“It's the sense of touch. In any real city, you walk, you know? You brush past people, people bump into you. In L.A., nobody touches you. We're always behind this metal and glass. I think we miss that touch so much, that we crash into each other, just so we can feel something.” from the opening scene of the movie Crash.
Something I didn’t think I would be able to say at my age is that I have had the privilege of living in two different countries, in two different hemispheres and in both a hot-climate and a cold-climate culture. If you haven’t, I highly recommend that you read up on the difference between hot-climate verses cold-climate cultures. Researching this really opened my eyes and has helped me understand those around me.
It is only after living away for so many years that I have realised that England, my home country, has a cold-climate culture. London, my home town, is colder still. Logic, independence and fact are King. I never really noticed this until I moved away.
There are lots of things about living in a hot-climate culture that grate on me, but one of the things I love is that people collide. They are feelers, and so they collide with each others personal space and scratch the surface of the human mask.
Being back in London I am astounded at how the British reserve has the ability to very quickly trap people in a cocoon of isolation and silence.
In our culture of political correct hyperactivity increases the fear of personal collision and in doing so widens the gap of personal isolation. People do not greet one another in the street, people do not stop to help for fear of being misread or abused.

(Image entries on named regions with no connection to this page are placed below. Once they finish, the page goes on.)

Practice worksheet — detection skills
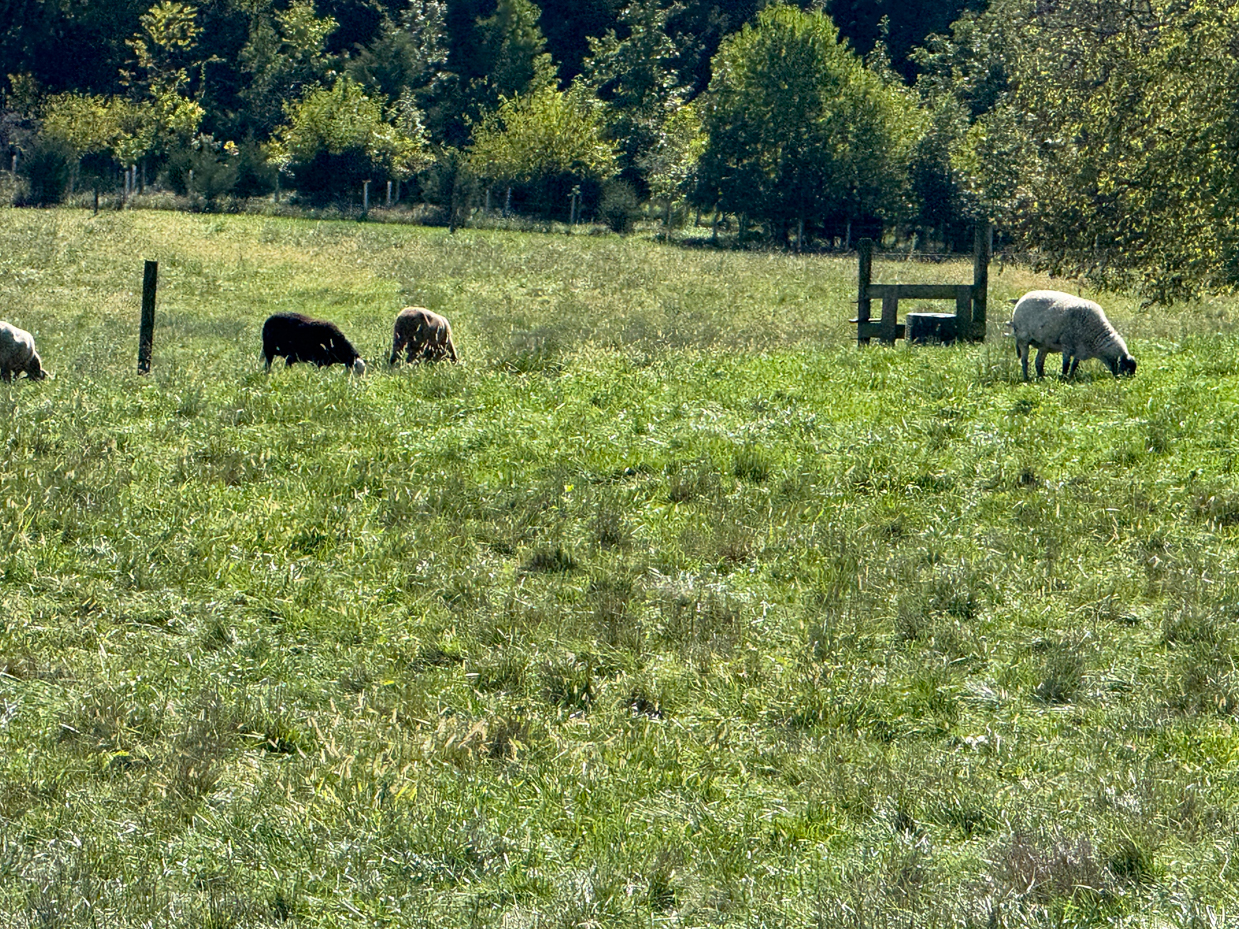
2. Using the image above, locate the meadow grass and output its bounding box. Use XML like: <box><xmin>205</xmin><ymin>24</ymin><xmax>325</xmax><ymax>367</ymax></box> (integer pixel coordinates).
<box><xmin>0</xmin><ymin>209</ymin><xmax>1239</xmax><ymax>929</ymax></box>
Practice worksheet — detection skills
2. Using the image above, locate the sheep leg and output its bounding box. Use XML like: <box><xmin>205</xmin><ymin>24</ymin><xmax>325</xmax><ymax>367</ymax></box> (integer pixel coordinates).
<box><xmin>1037</xmin><ymin>348</ymin><xmax>1049</xmax><ymax>378</ymax></box>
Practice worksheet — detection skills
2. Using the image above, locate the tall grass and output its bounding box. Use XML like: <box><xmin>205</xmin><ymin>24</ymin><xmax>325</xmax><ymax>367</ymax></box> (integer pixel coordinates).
<box><xmin>0</xmin><ymin>211</ymin><xmax>1239</xmax><ymax>927</ymax></box>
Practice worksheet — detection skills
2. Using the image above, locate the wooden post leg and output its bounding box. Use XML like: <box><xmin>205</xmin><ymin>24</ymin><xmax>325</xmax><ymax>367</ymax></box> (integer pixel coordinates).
<box><xmin>856</xmin><ymin>239</ymin><xmax>873</xmax><ymax>346</ymax></box>
<box><xmin>969</xmin><ymin>223</ymin><xmax>991</xmax><ymax>342</ymax></box>
<box><xmin>882</xmin><ymin>291</ymin><xmax>900</xmax><ymax>346</ymax></box>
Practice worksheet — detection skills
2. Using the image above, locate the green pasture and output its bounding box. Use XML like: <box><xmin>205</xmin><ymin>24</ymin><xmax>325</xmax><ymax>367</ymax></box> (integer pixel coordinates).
<box><xmin>0</xmin><ymin>209</ymin><xmax>1239</xmax><ymax>929</ymax></box>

And then every now and again events happen where we are forced or perhaps overwhelmingly compelled to forget the nonsense culture we have become slaves to and roots of community, servanthood and compassion burst out.
For example, in London, all it takes is a Transport for London crisis, or a snow day, or a holiday such as Christmas and suddenly the iron wall is broken down.
We had to pull over recently to deal with our car-sick child. So, we stopped in a sleepy english cul-de-sac and went to work with our wetwipes. When the Lady of the adjacent house came out and asked “Excuse me, may I help you?” my heart sank and I assumed that we were about to get dressed down for stopping in front of this woman’s house and making an unpleasant scene. But instead she followed with “I can see your son is unwell, is there anything I can do to help? Would you like to come in and use a bathroom? Or can I bring you some towels and hot soapy water?”
Here in the middle of this posh English crescent my day was made all the better because of one thing - kindness and personal interaction.
Don’t you ever get that thought when you are on the tube or in line for the grocery checkout that “We are all people, we are all the same. Why is it so hard to just talk and be friendly?!
The Word says “out of the overflow of the heart, the mouth speaks”
One of the things that has always surprised me in cold climate places like London and New York is how slow people are to extend public kindness and generosity and yet how quick they are to outwardly demonstrate annoyance and disdain.
Sadly this reveals what is uppermost in their heart. And this is the real trap and travesty of not engaging in meaningful relationships where our hearts and attitudes can be heard but also challenged. Rather than living an unaccountable existence where you are “sharing” online or exploding on others in public but at no true risk to yourself or your personal space.
I am sure that many of these outbursts come from our need for human interaction and intimate relationship. But because this is becoming such a rare thing, our attempt at collision takes the form of oversharing, lashing out and unharnessed honesty - all of which scream "Please know and understand me!"
I am challenged with this as I reflect over these things - look at what is coming out of your mouth and take responsibility for what it is revealing about your heart. And be brave and risk embracing the humanity around you. Something wonderful might just happen.